Now that we’ve settled in here at RMD and stocked the shelves with food, our mission is to begin fattening Keith up. He is able to eat most foods but still must adhere to a strict low microbial diet consisting mostly of packaged and canned foods or food that we prepare that has been properly heated. Here is an abbreviated list of foods he cannot, must not eat:

Raw or undercooked meat (ie: no sushi)
Meats from the deli
Cold smoked salmon
Pre-cooked seafood
Raw or undercooked eggs
Miso soup (no tofu – ok by him)
Raw fruits (except thick skinned types)
Unroasted nuts or nuts still in the shell
Unpasturized juices
Frozen or dried fruits
Raw vegetables or herbs
Lettuce (ie: no salads)
Fresh salsa
Uncooked raw grains
Unrefrigerated, cream-filled pastry products (ie: no Twinkies or éclairs!)
Cheeses from the deli
Cheeses with molds – blue, stilton etc.


Soft cheeses – brie, camembert etc.


That’s pretty much it – and yes mercifully sealed chocolate is on the approved list.
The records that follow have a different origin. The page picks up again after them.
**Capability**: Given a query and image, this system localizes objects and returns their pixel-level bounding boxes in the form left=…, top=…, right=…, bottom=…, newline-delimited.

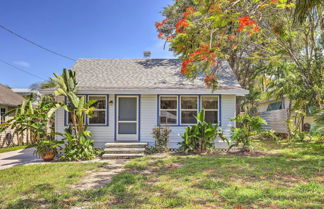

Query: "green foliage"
left=179, top=110, right=221, bottom=153
left=33, top=140, right=62, bottom=157
left=60, top=127, right=100, bottom=161
left=152, top=126, right=171, bottom=152
left=310, top=110, right=324, bottom=139
left=228, top=114, right=267, bottom=151
left=51, top=69, right=99, bottom=160
left=0, top=96, right=56, bottom=144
Until his body re-learns how to fight off bugs (and that could take months and probably much longer) he will need to be very careful about what he is exposed to. Similarly, he is especially susceptible to mold infections, hence the respirator mask. Apparently the air we breathe is full of mold spores that are fine for you and me but would be a disaster for Keith to inhale. We definitely got the “after all you have been through, you really don’t want to get a mold infection now do you?” lecture.

We couldn’t agree more. He wears the mask, and no sushi for now…..

Here is Keith’s new address for the next month or so.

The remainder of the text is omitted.